RSA CONFERENCE 2019 – San Francisco –When it comes to data privacy, users' practices fail to align with their values. Most claim to value privacy and don't fully trust businesses to protect their information, yet they aren't taking the necessary steps to put their own privacy safeguards in place.
The data comes from a new Malwarebytes survey, entitled "The Blinding Effect of Security Hubris on Data Privacy," released here this week at the RSA Conference. Between Jan. 14 and Feb. 15, 2019, researchers polled nearly 4,000 people to learn about their confidence in their own privacy and security practices, as well as their trust in organizations to protect data.
As it turns out, participants do care about security – but only enough to do the bare minimum. Their perceived confidence in their privacy practices is higher than reality, researchers report.
Most (96%) people across generations, and more than 93% of Millennials, say they care about privacy. Nearly all take steps to secure their information online. Most (93%) use security software, nearly 90% say they regularly update software, and about 85% verify websites are secure before purchasing. Ninety-four percent avoid sharing personal data on social media.
People largely distrust social media platforms with their data. Researchers asked participants to rate, on a scale of 1-5, how much they trusted social media to protect their data. The average response: 0.6. Baby Boomers are most distrustful of social media (96%), followed by Gen X (94%), Gen Z (93%), and Millennials (92%). In total, 95% say they distrust for social media platforms.
Search engines are considered more trustworthy. When asked to rank their trust of search engines on a 1-5 scale, the average response was a little over 2. Gen Z (75%) is the most distrustful of search engines, followed by Gen X (65%), Millennials (64%), and Baby Boomers (57%).
"One of the things that caught me by surprise was how much you trust social media versus search engines," said Marcin Kleczynski, CEO of Malwarebytes, in an interview with Dark Reading. "From a social media perspective, you're already giving up the data pretty willingly."
It's no surprise, given Facebook's privacy scandals and tech giants' advertising practices, that users feel skeptical to share information. "How much you're willing to share with Facebook is also how much you're willing to lose in terms of privacy," Kleczynski pointed out.
Eighty-seven percent of respondents aren't confident in sharing personally identifiable information (PII) online. Those who are willing to share are most likely to share contact information, payment card details, and banking and health-related data with those sites.
Despite their distrust in tech giants and confidence in their privacy practices, people aren't likely to go out of their way to safeguard their information: One-third of respondents claim to read end user license agreements (66% either skim through or ignore them entirely), 47% know which permissions their applications have, and about 53% use password managers. Twenty-nine percent reuse the same passwords across websites; for Millennials, that number was 37%.
"This kind of behavior is what criminals want users to do," experts say in the report.

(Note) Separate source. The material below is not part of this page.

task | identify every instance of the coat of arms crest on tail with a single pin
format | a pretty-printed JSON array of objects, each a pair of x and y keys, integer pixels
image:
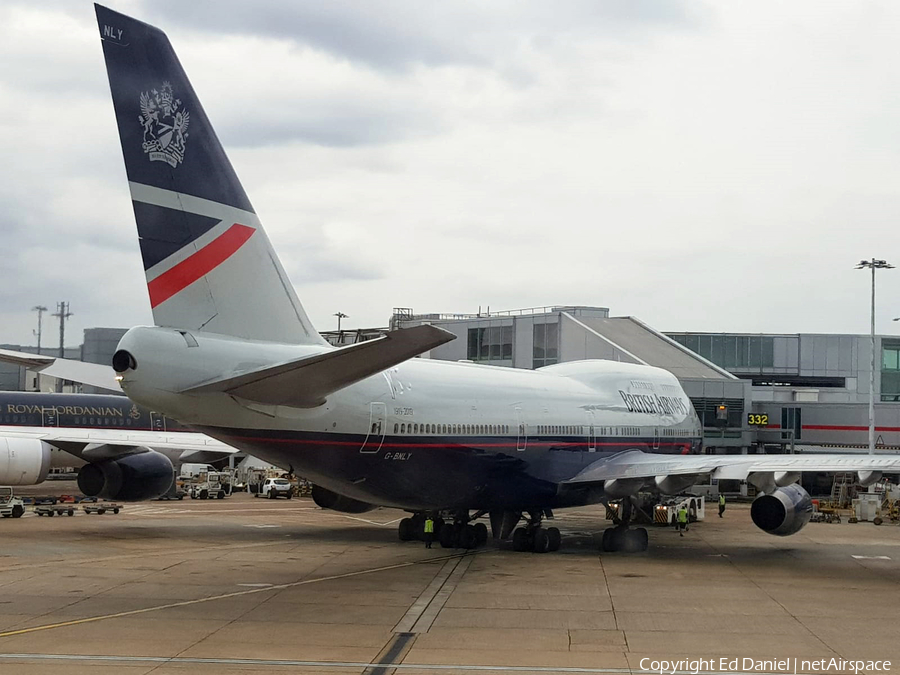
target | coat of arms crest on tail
[{"x": 165, "y": 125}]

The practice makes it easy for attackers to steal credentials from one place and use them elsewhere – a practice easily prevented with password managers, they continue.
"These are pretty concerning trends," Kleczynski noted, adding that using a password manager is "the biggest thing you can do as a citizen online." The common thread of unfollowed practices is they're tough to do correctly. License agreements are long and packed with technical and legal jargon, for example, and many users don't care about app permissions.
What can businesses take away from this data? Identity is key, Klecsynski said. Password managers and single sign-on services are critical to protect the credentials that grant access to data. Security software and patching are the next most important factors to protecting people in the enterprise.